BlackRock’s iShares tries to appeal to investors who want to diversify beyond the so-called Magnificent Seven.
The company launched the iShares Top 20 US Stocks ETF (TOPT) this month. It not only contains the Magnificent Seven – Apple, Amazon, Meta, Alphabet, Microsoft, Nvidia And Tesla. It consists of the twenty largest American stocks, measured by market capitalization.
“What the iShares build ETFs are designed to do is provide a toolbox of simple solutions that allow investors to capture the growth of some of the largest companies in the US stock market today, but to do so in a broader and more diversified way ,” BlackRock’s Rachel Aguirre told CNBC’s “ETF Edge” on Monday.
Aguirre, head of the company’s U.S. iShares product, noted that the ETF’s mission is to provide an easy and accessible way to leverage megacap innovation – “whether that be in technology heavy sector.” Nasdaq space or, more broadly, within the S&P [500].”
According to Aguirre, the ETF provides an avenue for investors concerned about the concentration of Magnificent Seven stocks in the S&P 500.

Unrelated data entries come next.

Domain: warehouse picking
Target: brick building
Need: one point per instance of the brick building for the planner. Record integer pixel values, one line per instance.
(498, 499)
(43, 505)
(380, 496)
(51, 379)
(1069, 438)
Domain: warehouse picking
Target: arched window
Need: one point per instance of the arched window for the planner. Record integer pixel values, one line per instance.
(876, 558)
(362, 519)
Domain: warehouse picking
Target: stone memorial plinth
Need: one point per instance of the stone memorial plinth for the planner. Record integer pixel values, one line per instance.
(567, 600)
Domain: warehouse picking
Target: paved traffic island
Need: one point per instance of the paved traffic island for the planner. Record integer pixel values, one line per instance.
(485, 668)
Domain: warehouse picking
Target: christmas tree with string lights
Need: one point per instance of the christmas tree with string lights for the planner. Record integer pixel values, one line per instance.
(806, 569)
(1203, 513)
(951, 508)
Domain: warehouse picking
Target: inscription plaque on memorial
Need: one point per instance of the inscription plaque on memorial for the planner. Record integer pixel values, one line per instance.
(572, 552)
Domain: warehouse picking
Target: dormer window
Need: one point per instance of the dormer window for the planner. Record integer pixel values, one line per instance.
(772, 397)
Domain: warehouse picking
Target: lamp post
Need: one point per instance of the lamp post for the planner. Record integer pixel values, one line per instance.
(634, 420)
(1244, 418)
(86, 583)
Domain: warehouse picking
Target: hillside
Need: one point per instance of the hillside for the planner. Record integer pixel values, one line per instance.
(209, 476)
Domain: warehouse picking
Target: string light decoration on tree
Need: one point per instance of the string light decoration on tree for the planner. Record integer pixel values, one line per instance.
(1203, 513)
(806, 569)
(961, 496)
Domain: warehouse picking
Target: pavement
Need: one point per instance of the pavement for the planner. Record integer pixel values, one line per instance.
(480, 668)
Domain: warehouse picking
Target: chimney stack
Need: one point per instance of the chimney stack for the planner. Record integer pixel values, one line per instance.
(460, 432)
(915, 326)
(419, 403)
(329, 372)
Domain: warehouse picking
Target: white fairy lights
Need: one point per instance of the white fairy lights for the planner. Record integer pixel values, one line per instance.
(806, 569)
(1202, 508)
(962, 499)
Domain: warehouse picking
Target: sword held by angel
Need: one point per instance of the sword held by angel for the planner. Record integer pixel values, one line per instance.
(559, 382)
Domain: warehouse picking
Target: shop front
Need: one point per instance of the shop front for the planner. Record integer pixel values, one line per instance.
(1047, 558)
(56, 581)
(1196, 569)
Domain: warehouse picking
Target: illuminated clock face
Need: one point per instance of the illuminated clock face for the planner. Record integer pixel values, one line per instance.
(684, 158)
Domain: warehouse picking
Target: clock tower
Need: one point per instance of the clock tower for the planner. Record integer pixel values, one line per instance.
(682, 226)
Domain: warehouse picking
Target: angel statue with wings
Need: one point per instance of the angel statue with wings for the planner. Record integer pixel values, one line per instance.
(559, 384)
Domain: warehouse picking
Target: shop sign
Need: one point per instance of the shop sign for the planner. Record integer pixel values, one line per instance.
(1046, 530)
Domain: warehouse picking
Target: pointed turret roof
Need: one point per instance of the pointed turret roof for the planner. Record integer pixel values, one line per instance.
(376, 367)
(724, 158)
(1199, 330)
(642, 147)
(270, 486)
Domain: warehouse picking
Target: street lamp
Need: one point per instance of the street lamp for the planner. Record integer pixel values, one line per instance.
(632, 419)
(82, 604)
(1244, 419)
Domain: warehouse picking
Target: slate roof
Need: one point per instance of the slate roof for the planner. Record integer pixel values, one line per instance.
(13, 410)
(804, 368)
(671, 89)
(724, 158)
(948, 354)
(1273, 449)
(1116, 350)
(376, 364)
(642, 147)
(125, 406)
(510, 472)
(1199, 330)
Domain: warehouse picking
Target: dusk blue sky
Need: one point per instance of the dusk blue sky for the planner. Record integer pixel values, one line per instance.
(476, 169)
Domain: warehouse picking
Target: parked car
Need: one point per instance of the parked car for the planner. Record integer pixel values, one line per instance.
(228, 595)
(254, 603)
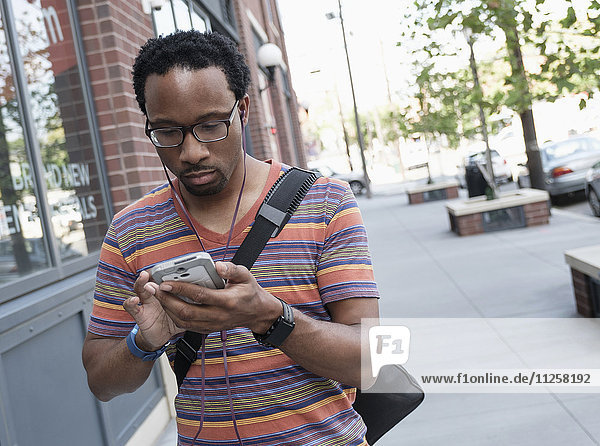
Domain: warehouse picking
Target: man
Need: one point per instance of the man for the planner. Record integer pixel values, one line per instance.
(192, 88)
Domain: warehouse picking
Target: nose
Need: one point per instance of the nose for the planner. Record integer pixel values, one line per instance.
(191, 150)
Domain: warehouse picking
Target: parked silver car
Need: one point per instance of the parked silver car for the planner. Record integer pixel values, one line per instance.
(592, 188)
(565, 164)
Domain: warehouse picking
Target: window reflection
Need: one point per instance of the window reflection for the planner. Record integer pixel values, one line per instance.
(198, 22)
(182, 15)
(186, 16)
(163, 20)
(60, 123)
(22, 248)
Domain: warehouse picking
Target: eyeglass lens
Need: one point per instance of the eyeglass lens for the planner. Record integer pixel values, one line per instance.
(204, 132)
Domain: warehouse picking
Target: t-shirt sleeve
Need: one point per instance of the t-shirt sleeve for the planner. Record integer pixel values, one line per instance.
(114, 284)
(344, 269)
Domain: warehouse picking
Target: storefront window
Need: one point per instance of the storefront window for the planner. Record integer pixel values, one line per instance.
(22, 247)
(186, 17)
(59, 124)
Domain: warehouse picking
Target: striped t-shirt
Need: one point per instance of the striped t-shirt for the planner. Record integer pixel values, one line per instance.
(321, 256)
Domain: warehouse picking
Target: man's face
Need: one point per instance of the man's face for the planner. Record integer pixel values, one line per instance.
(185, 97)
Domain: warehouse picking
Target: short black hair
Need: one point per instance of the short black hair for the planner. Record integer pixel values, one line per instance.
(193, 50)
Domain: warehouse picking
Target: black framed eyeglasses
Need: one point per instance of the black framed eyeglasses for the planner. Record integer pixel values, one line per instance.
(207, 131)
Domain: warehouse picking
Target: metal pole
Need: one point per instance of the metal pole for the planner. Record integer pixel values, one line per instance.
(361, 143)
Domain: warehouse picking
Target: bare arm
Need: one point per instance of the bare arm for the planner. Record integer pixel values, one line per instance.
(332, 349)
(328, 349)
(111, 368)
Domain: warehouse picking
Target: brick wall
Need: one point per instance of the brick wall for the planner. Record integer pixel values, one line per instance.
(469, 224)
(537, 213)
(260, 139)
(113, 32)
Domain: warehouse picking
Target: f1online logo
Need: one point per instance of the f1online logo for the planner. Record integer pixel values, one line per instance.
(388, 345)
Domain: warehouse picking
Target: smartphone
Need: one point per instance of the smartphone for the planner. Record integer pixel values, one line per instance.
(197, 267)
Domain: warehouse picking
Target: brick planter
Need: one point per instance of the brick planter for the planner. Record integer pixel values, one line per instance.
(433, 192)
(517, 209)
(585, 272)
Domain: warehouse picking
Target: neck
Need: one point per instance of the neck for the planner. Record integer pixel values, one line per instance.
(216, 212)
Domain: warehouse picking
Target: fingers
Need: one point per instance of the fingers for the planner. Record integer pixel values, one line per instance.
(196, 293)
(233, 273)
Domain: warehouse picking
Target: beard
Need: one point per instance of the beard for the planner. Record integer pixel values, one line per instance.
(205, 189)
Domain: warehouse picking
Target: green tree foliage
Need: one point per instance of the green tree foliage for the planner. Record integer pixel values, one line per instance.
(567, 50)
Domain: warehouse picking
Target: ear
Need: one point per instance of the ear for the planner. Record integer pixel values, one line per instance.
(244, 107)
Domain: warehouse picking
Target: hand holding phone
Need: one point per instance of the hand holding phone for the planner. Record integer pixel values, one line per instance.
(197, 268)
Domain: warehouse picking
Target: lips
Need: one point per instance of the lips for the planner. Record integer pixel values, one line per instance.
(200, 178)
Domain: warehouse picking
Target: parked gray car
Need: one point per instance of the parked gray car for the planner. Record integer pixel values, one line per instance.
(592, 188)
(565, 164)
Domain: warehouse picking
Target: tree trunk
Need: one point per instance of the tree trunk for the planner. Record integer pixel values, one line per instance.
(534, 159)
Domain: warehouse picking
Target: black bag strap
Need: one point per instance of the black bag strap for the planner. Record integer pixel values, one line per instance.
(278, 206)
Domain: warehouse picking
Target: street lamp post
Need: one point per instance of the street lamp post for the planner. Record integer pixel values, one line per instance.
(361, 142)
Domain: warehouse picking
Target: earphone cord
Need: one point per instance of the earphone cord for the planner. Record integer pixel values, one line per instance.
(223, 333)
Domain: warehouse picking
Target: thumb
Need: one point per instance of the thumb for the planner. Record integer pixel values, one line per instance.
(231, 272)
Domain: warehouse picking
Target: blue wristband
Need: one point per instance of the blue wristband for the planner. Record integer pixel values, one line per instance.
(137, 352)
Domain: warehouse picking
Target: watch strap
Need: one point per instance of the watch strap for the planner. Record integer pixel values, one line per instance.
(139, 353)
(281, 328)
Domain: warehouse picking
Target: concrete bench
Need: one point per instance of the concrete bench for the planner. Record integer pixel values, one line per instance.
(585, 272)
(432, 192)
(514, 209)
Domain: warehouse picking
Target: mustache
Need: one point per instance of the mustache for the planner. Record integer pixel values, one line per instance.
(199, 169)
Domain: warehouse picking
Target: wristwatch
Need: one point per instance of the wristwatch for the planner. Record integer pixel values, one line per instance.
(280, 330)
(136, 351)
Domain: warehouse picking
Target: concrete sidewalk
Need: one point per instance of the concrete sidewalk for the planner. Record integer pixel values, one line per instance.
(424, 270)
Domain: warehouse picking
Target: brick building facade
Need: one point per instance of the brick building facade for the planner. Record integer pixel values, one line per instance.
(72, 153)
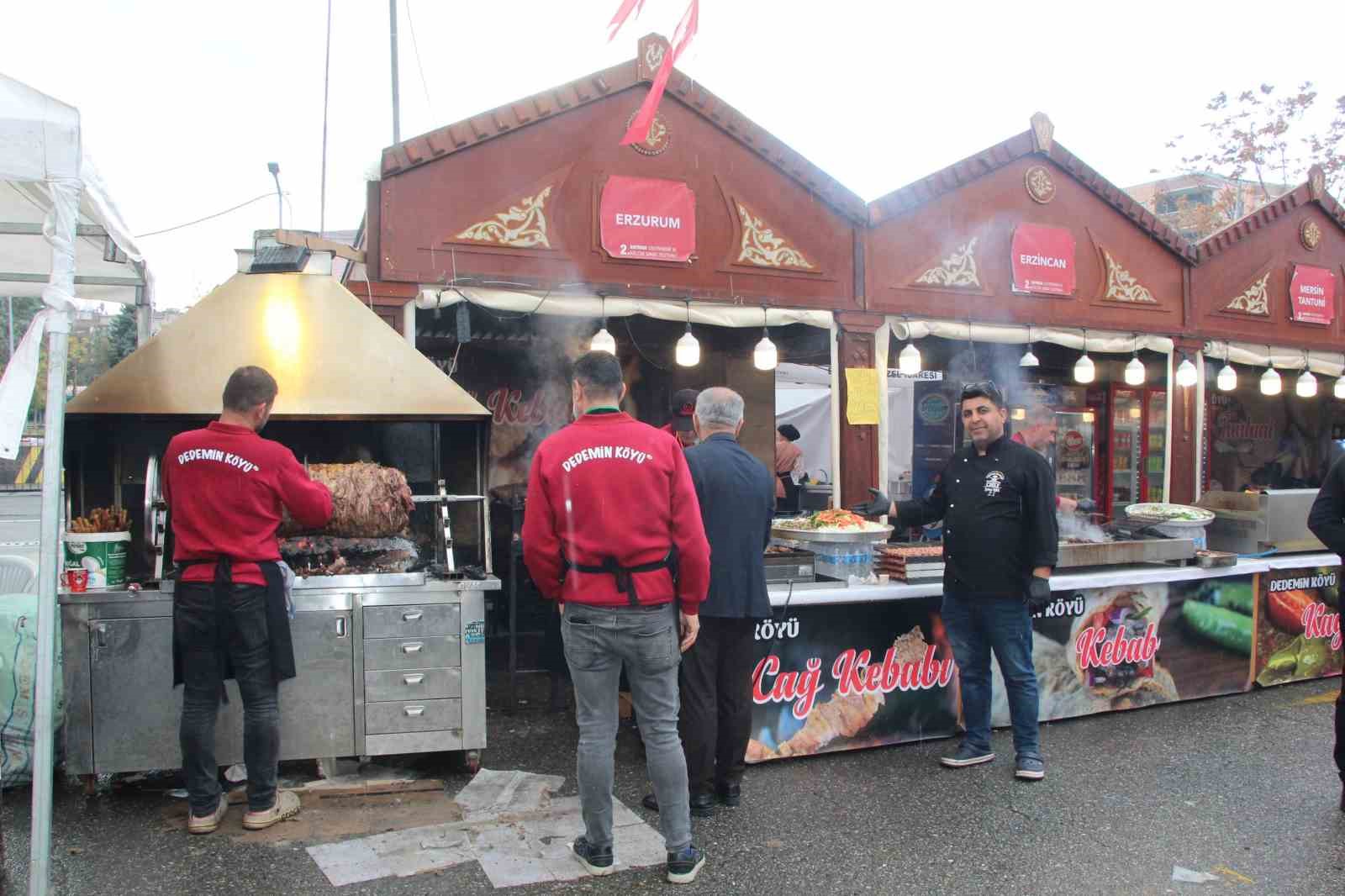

On Thursday, the Magnificent Seven as a group fell more than 3.5%, losing about $615 billion in market capitalization. That corresponds to the size of JPMorgan Chase.
However, the Magnificent Seven is still up about 43% year to date, while the S&P500 is up about 20%
“It is important for customers and investors to remember that opinions on this topic are divided. There are many investors who believe that the big will become bigger [and] that the winners will keep winning,” Aguirre said. ‘There is also another side to this argument. There are many investors who believe that it is actually a very worrying time to continue investing in mega-cap companies simply because of their high valuations.”
The iShares Top 20 US Stocks ETF is down 2% since its launch on October 23.